Acapkali, banyak korsleting dalam cara kita memahami ajaran islam. Si paling punya slogan “An-nadhafatu minal iman” (kebersihan sebagian dari iman), tapi banyak sampah berserakan. Salatnya rajin, zikirnya panjang, wiridnya rutin, tapi buang sampah seenaknya, mencemari sungai, dan tak peduli pada lingkungan sekitar. Seolah-olah agama hanya urusan pribadi dengan Tuhan, padahal menjaga kebersihan dan lingkungan juga bagian dari amanah iman.
Dalam literatur hadis dijelaskan bahwa menjaga lingkungan dan keseimbangan alam merupakan salah satu bentuk keimanan terendah;
عَنْ أَبِي هُرَيْرَةَ رَضِيَ اللَّهُ عَنْهُ قَالَ: قَالَ رَسُولُ اللَّهِ صَلَّى اللَّهُ عَلَيْهِ وَسَلَّمَ الإِيمَانُ بِضْعٌ وَسَبْعُونَ، أَوْ بِضْعٌ وَسِتُّونَ شُعْبَةً، فَأَفْضَلُهَا قَوْلُ لاَ إِلَهَ إِلاَّ اللَّهُ، وَأَدْنَاهَا إِمَاطَةُ الأَذَى عَنِ الطَّرِيقِ، وَالْحَيَاءُ شُعْبَةٌ مِنَ الإِيمَانِ
Artinya:”Dari Abu Hurairah radhiyallahu ‘anhu, ia berkata: Rasulullah Saw bersabda: “Iman itu memiliki lebih dari tujuh puluh atau lebih dari enam puluh cabang. Cabang yang paling utama adalah mengucapkan La ilaha illallah (tidak ada Tuhan selain Allah), dan yang paling rendah adalah menyingkirkan gangguan dari jalan. Dan rasa malu adalah salah satu cabang dari iman.” (HR.Muslim no. 58)

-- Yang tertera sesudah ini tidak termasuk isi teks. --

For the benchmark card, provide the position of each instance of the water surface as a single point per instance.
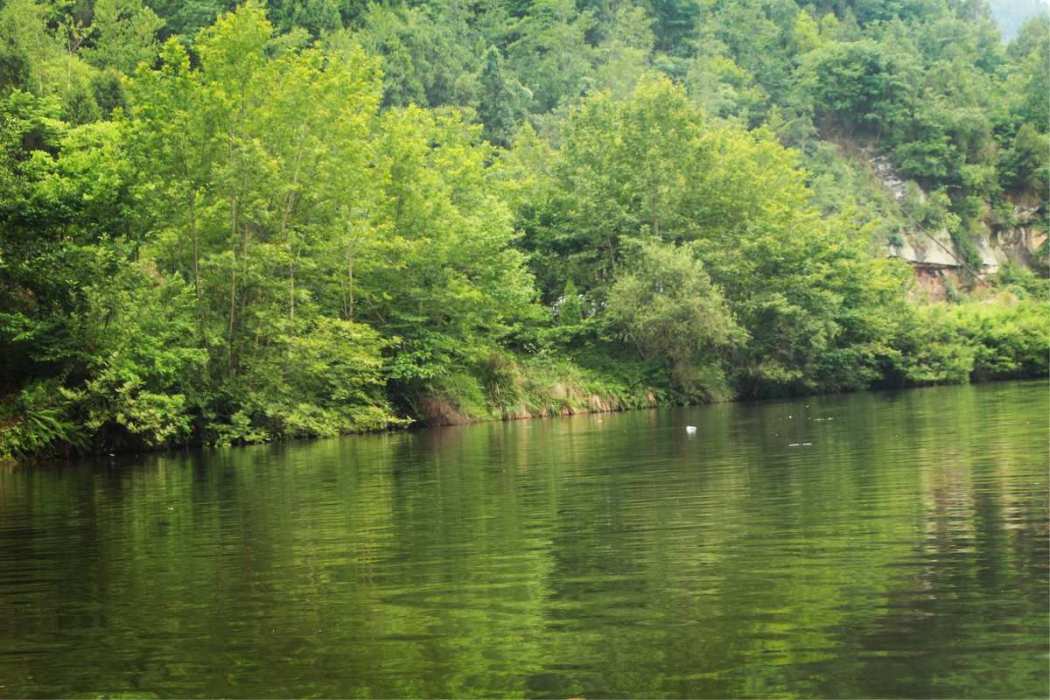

Menyingkirkan gangguan dari jalan memiliki makna yang luas; tidak terbatas pada arti harfiah semata. Inti dari tindakan tersebut adalah mencegah terjadinya bahaya bagi orang lain. Dengan demikian, segala perilaku yang merugikan sesama—seperti sikap acuh terhadap lingkungan, membuang sampah sembarangan, menebang pohon semaunya, mencemari udara, dan sejenisnya—termasuk dalam kategori perbuatan yang bertentangan dengan semangat menjaga kemaslahatan. Jika sikap semacam ini kita abaikan, berarti kita tengah mengabaikan keimanan pada tingkat yang paling dasar.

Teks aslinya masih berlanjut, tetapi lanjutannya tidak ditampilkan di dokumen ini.